Gordon Lishman, Age Concern Director, has said ‘Joan Bakewell offers a formidable set of skills, proven commitment and real passion.’ More realistically perhaps Paul Cann, director of policy at Help the Aged, has said that she has played a fundamental role in breaking down gender barriers in the past – ‘we hope that in this new role, she can help break down the barriers to equality so many older people face.’

I confess to being a bit sceptical about it all. Bakewell is quite as much a journalist as a campaigner and the two are not necessarily compatible. And governments are very good at ignoring independent voices. However : Welcome to our blogs, Dame Joan!!

Bryan

Thursday, November 06, 2008

'Them and Us'

It must always have been so, but the gap between the generations, especially between the quite young and the very old, is for me a constant sadness. There are all sorts of rational causes to do with it : education, family values, the immense effect of the media, social background ( how can us older people not be careful about money and waste when we grew up in the harsh years of war when everything was in short supply? ). The glamour of youth and the grunts of old age are a gulf it is very difficult to bridge. Culture and ambition divides us and older people can be highly critical of the young, whom often we don’t understand, and the young I imagine are happy to notice us if necessary but to manage very well without us. And both reactions are sad.

Yesterday there was a seismic shift in the world when Barrack Obama became the President-elect of the U.S.A. It was for my wife and I who had been following closely the campaigns of the two rival candidates, a wonderful moment when Obama spoke so eloquently to that huge Chicago audience. It had seemed that all the way the result could have gone either way until at last the polls turned into votes. Obama is where he is because of his own gravitas and a brilliant campaign team. But for another reason too.

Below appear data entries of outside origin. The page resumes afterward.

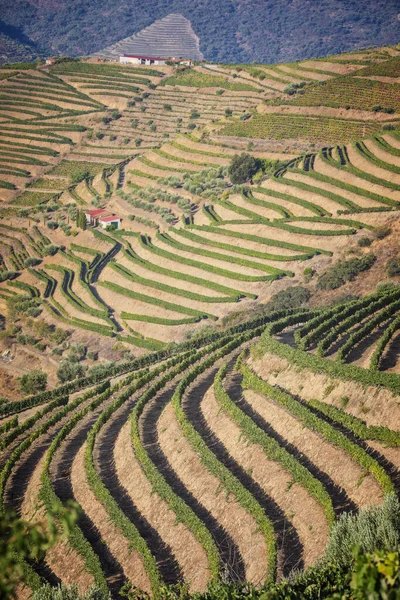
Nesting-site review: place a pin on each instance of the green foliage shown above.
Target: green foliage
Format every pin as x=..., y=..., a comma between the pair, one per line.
x=68, y=371
x=393, y=267
x=192, y=78
x=289, y=298
x=33, y=382
x=311, y=421
x=242, y=168
x=21, y=541
x=376, y=528
x=62, y=592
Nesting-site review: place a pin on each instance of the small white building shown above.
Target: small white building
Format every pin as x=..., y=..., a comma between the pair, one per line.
x=133, y=59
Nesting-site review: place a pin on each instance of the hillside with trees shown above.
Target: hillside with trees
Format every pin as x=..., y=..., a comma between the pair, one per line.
x=233, y=31
x=200, y=329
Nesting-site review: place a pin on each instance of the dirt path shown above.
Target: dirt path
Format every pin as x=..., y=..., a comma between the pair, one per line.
x=186, y=549
x=374, y=407
x=381, y=154
x=365, y=165
x=71, y=570
x=356, y=198
x=208, y=491
x=299, y=507
x=119, y=546
x=361, y=489
x=351, y=179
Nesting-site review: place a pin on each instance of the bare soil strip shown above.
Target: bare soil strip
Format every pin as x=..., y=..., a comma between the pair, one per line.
x=298, y=506
x=360, y=488
x=189, y=554
x=207, y=489
x=113, y=537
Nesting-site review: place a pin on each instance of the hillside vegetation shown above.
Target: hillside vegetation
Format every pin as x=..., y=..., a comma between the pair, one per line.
x=235, y=31
x=215, y=384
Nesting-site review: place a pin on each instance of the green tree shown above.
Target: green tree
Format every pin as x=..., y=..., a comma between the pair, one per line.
x=242, y=168
x=21, y=541
x=33, y=382
x=81, y=220
x=68, y=371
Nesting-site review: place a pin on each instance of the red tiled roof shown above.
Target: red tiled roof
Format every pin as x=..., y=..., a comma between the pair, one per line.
x=94, y=213
x=109, y=219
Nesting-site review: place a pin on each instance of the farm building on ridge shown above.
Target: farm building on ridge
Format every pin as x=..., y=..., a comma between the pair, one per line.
x=126, y=59
x=100, y=216
x=108, y=220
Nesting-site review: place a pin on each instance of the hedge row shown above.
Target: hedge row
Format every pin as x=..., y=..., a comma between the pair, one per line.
x=141, y=342
x=182, y=511
x=317, y=327
x=50, y=499
x=60, y=313
x=18, y=430
x=157, y=320
x=238, y=249
x=356, y=317
x=211, y=214
x=363, y=151
x=132, y=256
x=314, y=208
x=261, y=240
x=352, y=188
x=156, y=301
x=301, y=185
x=28, y=441
x=4, y=427
x=386, y=146
x=164, y=237
x=314, y=423
x=230, y=483
x=366, y=329
x=305, y=360
x=84, y=276
x=117, y=516
x=168, y=288
x=248, y=197
x=146, y=243
x=350, y=168
x=358, y=427
x=149, y=359
x=272, y=449
x=382, y=344
x=70, y=296
x=32, y=290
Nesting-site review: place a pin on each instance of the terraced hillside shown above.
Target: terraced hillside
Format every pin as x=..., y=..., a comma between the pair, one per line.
x=171, y=36
x=218, y=458
x=154, y=147
x=216, y=381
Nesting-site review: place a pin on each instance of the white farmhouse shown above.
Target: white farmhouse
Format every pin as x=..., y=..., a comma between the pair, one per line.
x=132, y=59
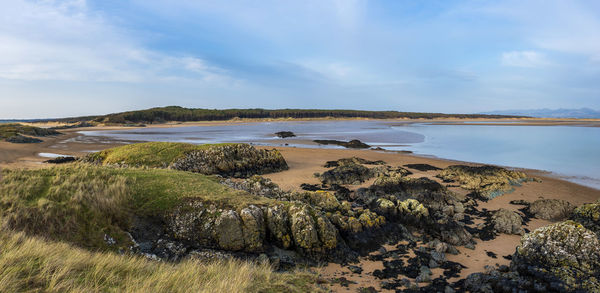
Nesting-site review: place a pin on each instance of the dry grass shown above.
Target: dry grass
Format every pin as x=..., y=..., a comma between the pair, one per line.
x=29, y=264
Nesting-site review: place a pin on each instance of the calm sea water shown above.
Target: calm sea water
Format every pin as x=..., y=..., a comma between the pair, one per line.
x=572, y=152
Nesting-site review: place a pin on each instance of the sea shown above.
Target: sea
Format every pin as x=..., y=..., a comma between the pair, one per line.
x=569, y=152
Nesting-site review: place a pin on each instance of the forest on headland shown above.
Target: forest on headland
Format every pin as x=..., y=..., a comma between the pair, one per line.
x=176, y=113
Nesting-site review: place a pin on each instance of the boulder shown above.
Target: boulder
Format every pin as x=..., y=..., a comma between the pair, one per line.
x=254, y=228
x=278, y=224
x=228, y=231
x=235, y=160
x=551, y=209
x=485, y=181
x=351, y=173
x=589, y=216
x=304, y=233
x=565, y=255
x=507, y=222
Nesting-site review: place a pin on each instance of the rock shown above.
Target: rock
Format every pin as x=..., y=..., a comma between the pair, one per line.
x=551, y=209
x=254, y=228
x=61, y=160
x=565, y=255
x=422, y=167
x=355, y=269
x=355, y=143
x=589, y=216
x=507, y=222
x=327, y=232
x=351, y=173
x=23, y=139
x=228, y=231
x=278, y=224
x=385, y=207
x=352, y=160
x=235, y=160
x=486, y=181
x=285, y=134
x=412, y=210
x=303, y=228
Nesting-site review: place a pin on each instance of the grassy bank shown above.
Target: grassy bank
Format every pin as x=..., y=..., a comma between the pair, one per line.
x=30, y=264
x=80, y=203
x=175, y=113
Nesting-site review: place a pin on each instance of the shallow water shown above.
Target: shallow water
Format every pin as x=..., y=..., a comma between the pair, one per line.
x=572, y=152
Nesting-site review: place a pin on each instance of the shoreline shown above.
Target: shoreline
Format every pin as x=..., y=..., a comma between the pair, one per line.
x=304, y=162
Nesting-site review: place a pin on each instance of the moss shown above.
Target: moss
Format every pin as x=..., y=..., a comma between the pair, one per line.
x=81, y=203
x=13, y=130
x=149, y=154
x=486, y=181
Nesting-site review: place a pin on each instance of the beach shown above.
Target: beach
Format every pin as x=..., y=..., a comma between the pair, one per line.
x=304, y=162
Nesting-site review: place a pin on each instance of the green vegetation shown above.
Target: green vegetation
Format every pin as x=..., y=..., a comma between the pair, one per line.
x=13, y=132
x=30, y=264
x=175, y=113
x=150, y=154
x=80, y=203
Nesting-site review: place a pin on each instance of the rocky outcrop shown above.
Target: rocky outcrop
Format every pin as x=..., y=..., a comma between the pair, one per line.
x=229, y=231
x=551, y=209
x=589, y=216
x=285, y=134
x=562, y=257
x=236, y=160
x=355, y=160
x=486, y=182
x=507, y=222
x=353, y=144
x=350, y=173
x=253, y=227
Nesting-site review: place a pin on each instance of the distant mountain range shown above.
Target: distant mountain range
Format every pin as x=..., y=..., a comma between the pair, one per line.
x=550, y=113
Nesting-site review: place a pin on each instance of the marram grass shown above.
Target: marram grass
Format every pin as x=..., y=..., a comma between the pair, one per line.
x=30, y=264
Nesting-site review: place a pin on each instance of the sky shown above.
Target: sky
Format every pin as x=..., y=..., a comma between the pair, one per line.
x=77, y=57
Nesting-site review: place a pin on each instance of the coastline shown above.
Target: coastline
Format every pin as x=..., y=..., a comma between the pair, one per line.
x=304, y=162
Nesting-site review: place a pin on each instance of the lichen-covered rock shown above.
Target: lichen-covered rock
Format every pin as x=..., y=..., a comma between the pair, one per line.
x=486, y=181
x=228, y=231
x=589, y=216
x=565, y=255
x=412, y=209
x=278, y=224
x=303, y=228
x=354, y=225
x=507, y=222
x=192, y=222
x=323, y=199
x=551, y=209
x=256, y=185
x=327, y=233
x=352, y=160
x=370, y=220
x=254, y=228
x=236, y=160
x=350, y=173
x=385, y=207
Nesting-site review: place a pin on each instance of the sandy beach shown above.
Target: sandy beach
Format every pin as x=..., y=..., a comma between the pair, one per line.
x=304, y=162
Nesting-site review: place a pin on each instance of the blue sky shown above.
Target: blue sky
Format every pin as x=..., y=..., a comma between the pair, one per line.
x=78, y=57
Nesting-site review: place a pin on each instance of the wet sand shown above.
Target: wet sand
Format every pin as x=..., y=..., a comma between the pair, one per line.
x=304, y=162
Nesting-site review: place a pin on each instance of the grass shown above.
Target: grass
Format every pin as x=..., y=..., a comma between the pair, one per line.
x=80, y=203
x=30, y=264
x=150, y=154
x=13, y=129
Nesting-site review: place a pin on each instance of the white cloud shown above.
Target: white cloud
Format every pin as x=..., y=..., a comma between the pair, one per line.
x=523, y=59
x=63, y=40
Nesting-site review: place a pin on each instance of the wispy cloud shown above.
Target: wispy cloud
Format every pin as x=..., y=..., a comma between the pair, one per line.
x=524, y=59
x=64, y=40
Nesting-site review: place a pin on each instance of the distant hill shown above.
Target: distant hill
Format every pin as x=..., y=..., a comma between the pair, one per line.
x=176, y=113
x=550, y=113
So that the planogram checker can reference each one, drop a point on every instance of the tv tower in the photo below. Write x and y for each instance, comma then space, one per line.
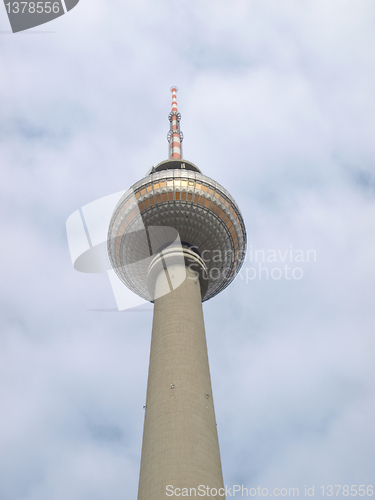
177, 238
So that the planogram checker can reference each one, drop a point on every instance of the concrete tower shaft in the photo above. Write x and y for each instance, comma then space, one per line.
180, 444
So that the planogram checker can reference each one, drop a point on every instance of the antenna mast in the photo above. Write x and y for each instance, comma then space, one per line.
175, 136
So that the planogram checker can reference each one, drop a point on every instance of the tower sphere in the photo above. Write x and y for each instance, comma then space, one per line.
176, 202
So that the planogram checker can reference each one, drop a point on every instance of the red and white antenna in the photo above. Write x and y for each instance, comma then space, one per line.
175, 136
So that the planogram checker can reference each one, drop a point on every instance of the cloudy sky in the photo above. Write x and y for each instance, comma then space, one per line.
277, 103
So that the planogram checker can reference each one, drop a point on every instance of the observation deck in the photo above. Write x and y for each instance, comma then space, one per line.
176, 204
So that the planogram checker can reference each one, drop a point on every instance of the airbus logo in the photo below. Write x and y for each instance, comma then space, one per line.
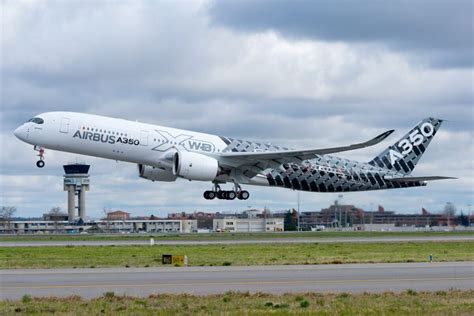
186, 141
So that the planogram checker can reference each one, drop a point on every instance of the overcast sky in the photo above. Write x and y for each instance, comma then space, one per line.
302, 74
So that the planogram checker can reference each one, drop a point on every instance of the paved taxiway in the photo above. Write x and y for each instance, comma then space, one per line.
285, 240
206, 280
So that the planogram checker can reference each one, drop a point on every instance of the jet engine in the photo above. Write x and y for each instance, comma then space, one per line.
194, 166
155, 174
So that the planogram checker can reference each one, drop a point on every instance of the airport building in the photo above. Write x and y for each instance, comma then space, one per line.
248, 225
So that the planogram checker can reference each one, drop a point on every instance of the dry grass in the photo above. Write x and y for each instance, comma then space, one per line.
453, 302
229, 236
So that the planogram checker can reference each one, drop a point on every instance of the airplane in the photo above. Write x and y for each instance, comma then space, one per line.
165, 154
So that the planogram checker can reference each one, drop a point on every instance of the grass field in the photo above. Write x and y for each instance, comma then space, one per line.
246, 254
230, 236
407, 303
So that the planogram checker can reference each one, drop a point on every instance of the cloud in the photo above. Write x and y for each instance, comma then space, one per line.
192, 66
439, 29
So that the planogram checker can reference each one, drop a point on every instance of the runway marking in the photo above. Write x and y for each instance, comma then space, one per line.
399, 265
315, 282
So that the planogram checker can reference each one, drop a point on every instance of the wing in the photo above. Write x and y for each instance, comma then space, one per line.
417, 179
262, 160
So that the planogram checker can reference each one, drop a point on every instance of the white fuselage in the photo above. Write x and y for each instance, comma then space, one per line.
113, 138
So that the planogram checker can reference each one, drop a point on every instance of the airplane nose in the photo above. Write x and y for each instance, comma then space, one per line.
19, 133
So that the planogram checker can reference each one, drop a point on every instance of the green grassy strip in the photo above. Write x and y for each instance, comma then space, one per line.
240, 255
229, 236
453, 302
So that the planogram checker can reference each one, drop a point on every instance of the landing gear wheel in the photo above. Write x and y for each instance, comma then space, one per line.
243, 195
231, 195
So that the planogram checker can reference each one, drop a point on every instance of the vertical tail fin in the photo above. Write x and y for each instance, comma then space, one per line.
406, 152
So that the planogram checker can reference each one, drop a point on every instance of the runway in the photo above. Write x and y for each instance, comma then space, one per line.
90, 283
282, 240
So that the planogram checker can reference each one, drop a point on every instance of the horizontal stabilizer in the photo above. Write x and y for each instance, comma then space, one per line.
416, 179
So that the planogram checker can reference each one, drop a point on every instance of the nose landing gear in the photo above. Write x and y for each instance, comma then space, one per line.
216, 192
40, 162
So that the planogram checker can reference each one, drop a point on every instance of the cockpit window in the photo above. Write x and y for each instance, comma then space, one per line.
36, 120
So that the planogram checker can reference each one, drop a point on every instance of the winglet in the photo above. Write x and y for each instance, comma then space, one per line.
379, 138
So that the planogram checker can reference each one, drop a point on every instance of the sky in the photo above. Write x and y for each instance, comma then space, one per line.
302, 74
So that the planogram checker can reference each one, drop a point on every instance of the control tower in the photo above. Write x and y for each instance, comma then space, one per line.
76, 182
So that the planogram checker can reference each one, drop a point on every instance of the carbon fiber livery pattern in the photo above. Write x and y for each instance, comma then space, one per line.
332, 174
237, 145
408, 163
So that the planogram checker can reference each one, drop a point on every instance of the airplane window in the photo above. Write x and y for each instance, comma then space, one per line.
36, 120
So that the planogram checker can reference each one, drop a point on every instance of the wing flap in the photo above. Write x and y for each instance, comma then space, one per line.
416, 179
298, 155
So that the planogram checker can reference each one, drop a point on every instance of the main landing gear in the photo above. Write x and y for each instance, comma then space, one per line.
40, 162
216, 192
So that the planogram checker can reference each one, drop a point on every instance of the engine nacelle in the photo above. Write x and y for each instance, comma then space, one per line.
155, 174
194, 166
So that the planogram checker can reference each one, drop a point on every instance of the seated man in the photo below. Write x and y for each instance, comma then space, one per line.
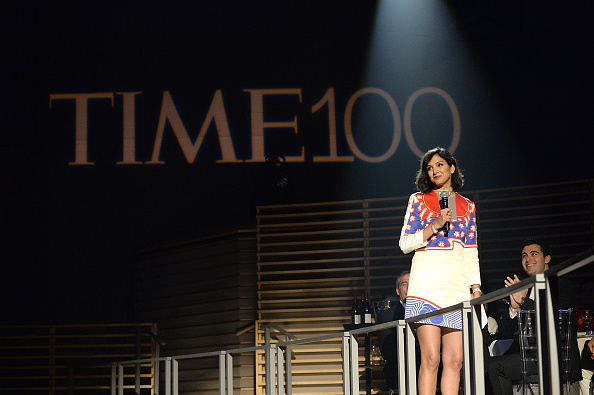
393, 310
506, 370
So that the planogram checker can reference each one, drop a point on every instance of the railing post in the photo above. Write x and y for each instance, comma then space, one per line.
411, 361
270, 369
280, 376
229, 373
401, 353
476, 344
346, 364
546, 338
137, 365
222, 373
466, 347
157, 367
168, 376
175, 377
354, 365
114, 367
288, 369
120, 379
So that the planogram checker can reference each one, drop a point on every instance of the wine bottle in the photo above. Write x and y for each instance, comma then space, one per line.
365, 311
355, 314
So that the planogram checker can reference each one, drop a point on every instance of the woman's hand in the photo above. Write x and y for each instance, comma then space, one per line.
445, 215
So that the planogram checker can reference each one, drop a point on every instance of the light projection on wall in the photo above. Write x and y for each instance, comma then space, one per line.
217, 121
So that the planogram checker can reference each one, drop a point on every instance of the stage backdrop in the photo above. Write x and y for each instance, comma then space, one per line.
136, 124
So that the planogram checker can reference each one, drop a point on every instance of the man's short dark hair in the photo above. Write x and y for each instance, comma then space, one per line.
544, 247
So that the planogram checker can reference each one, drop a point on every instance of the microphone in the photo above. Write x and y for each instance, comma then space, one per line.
443, 203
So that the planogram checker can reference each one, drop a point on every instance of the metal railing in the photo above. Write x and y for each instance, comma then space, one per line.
278, 372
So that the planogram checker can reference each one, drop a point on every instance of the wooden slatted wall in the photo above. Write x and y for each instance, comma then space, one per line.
202, 294
312, 259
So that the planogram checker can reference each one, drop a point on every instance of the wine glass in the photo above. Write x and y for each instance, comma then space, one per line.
587, 318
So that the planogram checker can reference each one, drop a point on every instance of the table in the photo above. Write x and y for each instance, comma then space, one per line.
367, 366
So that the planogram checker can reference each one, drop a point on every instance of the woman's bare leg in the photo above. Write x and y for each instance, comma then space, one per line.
452, 357
430, 342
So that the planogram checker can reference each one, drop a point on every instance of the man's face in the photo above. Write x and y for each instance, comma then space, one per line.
533, 260
402, 289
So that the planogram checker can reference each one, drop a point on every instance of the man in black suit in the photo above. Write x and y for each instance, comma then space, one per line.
392, 309
506, 370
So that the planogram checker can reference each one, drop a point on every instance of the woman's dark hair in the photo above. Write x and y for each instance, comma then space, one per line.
424, 182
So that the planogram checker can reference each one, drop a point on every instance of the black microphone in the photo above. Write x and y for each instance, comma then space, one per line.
443, 203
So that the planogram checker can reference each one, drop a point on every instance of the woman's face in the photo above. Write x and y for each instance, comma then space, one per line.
439, 172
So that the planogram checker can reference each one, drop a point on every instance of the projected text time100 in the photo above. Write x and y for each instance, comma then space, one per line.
217, 114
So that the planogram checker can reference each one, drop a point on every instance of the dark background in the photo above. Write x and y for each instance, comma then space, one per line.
519, 73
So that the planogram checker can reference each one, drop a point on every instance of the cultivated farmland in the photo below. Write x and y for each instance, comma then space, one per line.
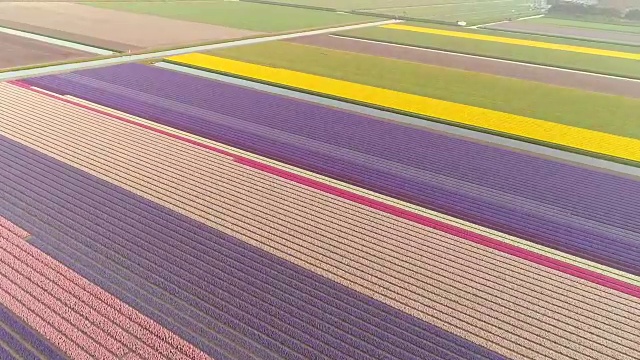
241, 15
625, 67
451, 11
562, 105
18, 51
268, 220
626, 38
109, 28
550, 76
318, 197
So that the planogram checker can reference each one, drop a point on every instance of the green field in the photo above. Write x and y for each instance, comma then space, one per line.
573, 107
585, 24
557, 58
367, 4
472, 11
240, 15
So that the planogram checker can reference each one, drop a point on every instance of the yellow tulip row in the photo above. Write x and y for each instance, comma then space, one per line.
512, 41
534, 129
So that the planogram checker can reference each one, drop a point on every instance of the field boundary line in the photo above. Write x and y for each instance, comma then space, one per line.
500, 22
601, 73
514, 41
420, 211
471, 135
525, 128
487, 58
123, 58
58, 42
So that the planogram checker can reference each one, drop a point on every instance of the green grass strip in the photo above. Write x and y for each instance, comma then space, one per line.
240, 15
564, 59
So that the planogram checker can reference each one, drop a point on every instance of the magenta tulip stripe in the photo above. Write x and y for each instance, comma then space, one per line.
579, 211
149, 214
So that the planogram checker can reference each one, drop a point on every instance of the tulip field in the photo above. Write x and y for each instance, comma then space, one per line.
312, 195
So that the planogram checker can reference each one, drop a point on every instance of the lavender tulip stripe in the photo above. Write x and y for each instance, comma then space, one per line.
580, 211
19, 339
231, 300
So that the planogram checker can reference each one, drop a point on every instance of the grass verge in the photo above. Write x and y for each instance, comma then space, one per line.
438, 120
240, 15
539, 56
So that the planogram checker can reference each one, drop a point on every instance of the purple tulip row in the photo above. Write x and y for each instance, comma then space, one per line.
580, 211
226, 297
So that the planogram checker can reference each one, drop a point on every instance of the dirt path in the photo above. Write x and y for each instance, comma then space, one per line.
18, 51
578, 33
577, 80
109, 28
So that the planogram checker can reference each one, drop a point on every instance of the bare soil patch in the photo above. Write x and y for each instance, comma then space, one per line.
109, 28
565, 31
19, 51
582, 81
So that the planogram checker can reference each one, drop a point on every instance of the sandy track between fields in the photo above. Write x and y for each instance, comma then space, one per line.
577, 80
18, 51
109, 28
579, 33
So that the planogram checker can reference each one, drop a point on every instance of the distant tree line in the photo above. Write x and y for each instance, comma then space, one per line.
581, 10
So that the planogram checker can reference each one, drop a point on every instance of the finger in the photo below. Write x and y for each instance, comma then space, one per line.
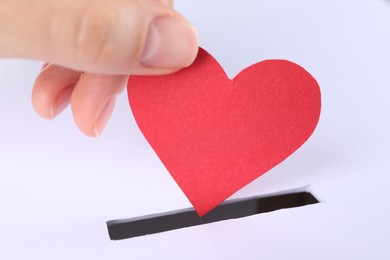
101, 36
52, 90
93, 100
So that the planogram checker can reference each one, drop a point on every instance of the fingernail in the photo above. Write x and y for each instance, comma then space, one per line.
170, 43
61, 102
104, 116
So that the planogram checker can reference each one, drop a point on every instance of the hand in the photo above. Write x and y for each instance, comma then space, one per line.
90, 47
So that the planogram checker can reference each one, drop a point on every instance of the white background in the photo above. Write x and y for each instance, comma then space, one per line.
58, 187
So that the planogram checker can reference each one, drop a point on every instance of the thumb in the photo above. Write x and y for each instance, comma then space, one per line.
100, 36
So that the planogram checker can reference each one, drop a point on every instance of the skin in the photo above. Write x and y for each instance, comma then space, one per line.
90, 47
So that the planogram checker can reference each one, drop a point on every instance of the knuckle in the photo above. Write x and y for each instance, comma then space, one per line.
93, 34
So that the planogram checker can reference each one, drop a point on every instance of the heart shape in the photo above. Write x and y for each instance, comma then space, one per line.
215, 135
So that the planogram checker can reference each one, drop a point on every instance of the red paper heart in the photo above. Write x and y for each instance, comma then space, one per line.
215, 135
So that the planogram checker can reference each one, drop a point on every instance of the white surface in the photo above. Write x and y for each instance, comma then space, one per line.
58, 187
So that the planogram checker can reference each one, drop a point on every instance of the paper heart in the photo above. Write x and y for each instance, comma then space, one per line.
215, 135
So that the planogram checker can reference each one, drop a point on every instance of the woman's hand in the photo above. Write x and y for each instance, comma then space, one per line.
91, 46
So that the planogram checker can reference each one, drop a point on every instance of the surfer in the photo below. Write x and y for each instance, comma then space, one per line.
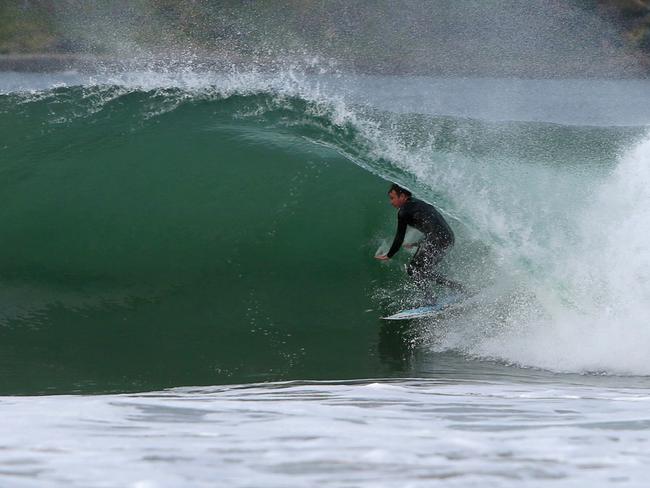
438, 237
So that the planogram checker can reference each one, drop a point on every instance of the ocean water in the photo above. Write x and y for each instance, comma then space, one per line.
188, 294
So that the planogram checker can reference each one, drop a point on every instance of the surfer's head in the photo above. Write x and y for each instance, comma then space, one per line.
398, 195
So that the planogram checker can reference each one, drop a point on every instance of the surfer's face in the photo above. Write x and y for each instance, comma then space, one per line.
397, 200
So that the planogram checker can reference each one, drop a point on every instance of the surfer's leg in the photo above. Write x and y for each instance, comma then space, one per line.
419, 269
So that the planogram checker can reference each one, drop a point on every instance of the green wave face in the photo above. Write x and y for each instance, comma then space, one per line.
160, 238
199, 246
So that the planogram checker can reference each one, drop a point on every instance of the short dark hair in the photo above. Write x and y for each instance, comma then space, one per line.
399, 190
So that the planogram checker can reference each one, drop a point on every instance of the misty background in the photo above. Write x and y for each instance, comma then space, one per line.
542, 39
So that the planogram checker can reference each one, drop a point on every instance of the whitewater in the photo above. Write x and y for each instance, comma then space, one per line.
187, 284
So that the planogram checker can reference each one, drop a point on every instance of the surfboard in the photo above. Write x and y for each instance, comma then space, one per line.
428, 310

More young people voted than ever before in American history. Voting ceased to be merely a generational thing. There had been more applicatants for voting rights than ever before, many of them from black and young people. If I was an American in my late 70’s I would today be thanking the young of the U.S.A. for coming to the rescue of us older ones. And I would be giving all I could to justifying and upholding their optimism and hope. For they helped to clinch the election, or even decided it.

So, the gap can sometimes be bridged! All of us need each other and on this occasion young people were the cavalry coming to our rescue.

Bryan

..Oh! in the blog of October 11 I said that these postings were apolitical. Just this once, changed my mind!